It is interesting to note that the construction of the Churchill Barriers involved the use of prisoner-of-war forced labour. Similarly, the re-construction of Aberdeen's Esplanade involved the use of labour which was to an extent coerced, being as it was part of a public-works "workfare" programme in the 1960's - a layabout uncle of mine was forced to work on the project or lose his dole. Plus ça change.The Esplanade and Promenade - forming a road-deck, walkway, and foundation for the sand-retention groynes - stretches all the way from Futtie and the mouth of the Dee in the south to the mouth of the Don in the North and also performs the function of a sea-wall; large portions of the links to the west along with Seaton and Pittodrie actually lying below sea-level at high tide.

Road-deck, walkway, stairway to beach.
The numbered concrete slab corresponds with the sand-retention groyne. 
It's quite a structure.



Some aspects of the older parts of the structure have, um, seen better days, and a recent storm surge has covered the beach with debris and forced sand up as far as the promenade deck.







For all that, we do love the prom and, to it's northern end, we enjoy very much sitting in the concrete shelters. The concrete curl of their precast roofs and porthole detail reinforces the maritime feel. If you can find a shelter not befouled by used condoms and dogshit, take a while, sit down and enjoy a view of the bay. The design of the shelters is also an acoustic amplifier which focusses the sound of the wind and waves and seabirds.

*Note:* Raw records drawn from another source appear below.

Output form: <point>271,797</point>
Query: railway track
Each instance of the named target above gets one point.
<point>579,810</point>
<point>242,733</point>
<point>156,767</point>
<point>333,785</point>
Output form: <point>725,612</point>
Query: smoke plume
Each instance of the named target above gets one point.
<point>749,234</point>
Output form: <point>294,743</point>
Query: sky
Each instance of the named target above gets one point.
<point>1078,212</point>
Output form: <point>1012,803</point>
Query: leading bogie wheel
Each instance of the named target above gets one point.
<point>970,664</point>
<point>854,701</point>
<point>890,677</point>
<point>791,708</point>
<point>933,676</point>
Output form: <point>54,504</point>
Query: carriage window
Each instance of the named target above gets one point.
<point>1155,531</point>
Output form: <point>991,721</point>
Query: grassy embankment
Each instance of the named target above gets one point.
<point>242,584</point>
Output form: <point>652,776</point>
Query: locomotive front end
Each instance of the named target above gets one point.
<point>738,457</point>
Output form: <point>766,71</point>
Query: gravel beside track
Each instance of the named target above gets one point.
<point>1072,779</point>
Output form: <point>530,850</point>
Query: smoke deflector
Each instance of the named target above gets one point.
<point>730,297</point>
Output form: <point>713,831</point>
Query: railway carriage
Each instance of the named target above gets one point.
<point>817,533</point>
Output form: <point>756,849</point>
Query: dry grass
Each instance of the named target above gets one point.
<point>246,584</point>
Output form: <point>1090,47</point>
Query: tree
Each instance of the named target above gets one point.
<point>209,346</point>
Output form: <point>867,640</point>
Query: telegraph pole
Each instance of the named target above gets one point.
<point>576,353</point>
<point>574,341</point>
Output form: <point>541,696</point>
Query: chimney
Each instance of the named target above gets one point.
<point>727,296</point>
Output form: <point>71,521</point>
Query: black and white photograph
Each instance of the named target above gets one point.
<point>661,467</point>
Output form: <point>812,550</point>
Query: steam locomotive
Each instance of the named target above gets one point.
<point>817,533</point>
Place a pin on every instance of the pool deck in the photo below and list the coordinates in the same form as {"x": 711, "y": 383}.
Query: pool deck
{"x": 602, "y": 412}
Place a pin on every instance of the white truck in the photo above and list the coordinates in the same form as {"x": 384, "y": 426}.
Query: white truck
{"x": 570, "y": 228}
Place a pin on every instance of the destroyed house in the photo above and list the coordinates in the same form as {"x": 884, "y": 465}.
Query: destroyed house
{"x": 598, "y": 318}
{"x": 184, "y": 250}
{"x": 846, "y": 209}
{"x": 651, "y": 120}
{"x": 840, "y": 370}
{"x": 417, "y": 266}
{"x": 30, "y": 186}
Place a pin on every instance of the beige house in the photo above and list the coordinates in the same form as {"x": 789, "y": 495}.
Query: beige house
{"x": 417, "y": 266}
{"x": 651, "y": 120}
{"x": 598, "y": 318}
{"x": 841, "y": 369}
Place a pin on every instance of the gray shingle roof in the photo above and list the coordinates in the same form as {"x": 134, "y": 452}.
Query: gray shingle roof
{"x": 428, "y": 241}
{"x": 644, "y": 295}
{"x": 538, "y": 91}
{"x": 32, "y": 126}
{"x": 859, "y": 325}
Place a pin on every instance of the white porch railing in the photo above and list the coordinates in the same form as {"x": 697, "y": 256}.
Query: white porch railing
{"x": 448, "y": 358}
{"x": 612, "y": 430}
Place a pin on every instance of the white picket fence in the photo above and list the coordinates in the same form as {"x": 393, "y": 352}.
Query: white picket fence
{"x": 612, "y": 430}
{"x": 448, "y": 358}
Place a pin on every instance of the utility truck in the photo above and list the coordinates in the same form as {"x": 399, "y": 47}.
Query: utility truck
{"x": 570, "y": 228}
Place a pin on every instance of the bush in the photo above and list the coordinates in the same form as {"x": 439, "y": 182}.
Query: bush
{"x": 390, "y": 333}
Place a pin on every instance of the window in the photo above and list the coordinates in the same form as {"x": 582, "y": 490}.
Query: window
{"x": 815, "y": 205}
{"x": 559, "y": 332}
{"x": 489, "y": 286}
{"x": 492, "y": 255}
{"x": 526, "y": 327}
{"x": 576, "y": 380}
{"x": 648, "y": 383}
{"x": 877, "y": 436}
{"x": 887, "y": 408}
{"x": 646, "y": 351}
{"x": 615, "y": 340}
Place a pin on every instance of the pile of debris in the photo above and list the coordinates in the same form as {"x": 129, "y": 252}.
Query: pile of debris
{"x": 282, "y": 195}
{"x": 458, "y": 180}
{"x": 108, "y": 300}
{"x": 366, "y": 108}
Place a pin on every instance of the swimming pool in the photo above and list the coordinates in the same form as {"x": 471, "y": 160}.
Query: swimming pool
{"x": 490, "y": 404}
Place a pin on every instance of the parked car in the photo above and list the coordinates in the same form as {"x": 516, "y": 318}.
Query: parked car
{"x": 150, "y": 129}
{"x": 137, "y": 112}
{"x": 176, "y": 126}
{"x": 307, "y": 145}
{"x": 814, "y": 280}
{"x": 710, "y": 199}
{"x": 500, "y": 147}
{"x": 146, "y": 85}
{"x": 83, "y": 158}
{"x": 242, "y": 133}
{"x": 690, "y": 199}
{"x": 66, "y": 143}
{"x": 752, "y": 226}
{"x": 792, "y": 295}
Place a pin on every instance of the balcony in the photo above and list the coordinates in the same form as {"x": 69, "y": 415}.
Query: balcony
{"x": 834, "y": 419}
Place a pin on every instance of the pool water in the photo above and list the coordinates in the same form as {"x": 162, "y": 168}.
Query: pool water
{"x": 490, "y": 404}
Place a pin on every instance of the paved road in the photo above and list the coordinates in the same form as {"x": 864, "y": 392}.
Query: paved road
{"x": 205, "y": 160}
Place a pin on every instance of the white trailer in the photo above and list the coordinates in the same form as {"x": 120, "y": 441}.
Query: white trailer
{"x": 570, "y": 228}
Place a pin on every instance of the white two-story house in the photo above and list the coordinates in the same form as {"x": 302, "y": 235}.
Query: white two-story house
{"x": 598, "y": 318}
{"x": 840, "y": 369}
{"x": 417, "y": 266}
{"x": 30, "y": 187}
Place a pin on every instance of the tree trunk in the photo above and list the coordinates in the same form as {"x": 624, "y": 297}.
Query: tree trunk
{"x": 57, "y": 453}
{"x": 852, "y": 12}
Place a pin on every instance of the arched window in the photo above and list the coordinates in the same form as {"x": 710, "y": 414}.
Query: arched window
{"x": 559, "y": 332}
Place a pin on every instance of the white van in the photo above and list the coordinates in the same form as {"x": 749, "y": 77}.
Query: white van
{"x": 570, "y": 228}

Around the esplanade, promenade, "Fun Beach" (ugh!) and links, there's a great deal of psychogeography to be done; locations and artifacts to explore. As the season improves, we'll be back for more.

2 comments:

Paul Taylor said...

I hate that name, "fun beach". It must be fun, because it says so - right? Yet must of the people who go there don't even set foot on the beach...

lenathehyena said...

Enjoyed your choice photees. Pity Aberdeen cooncil has no idea how to look after something as simple as a beach and a great one at that.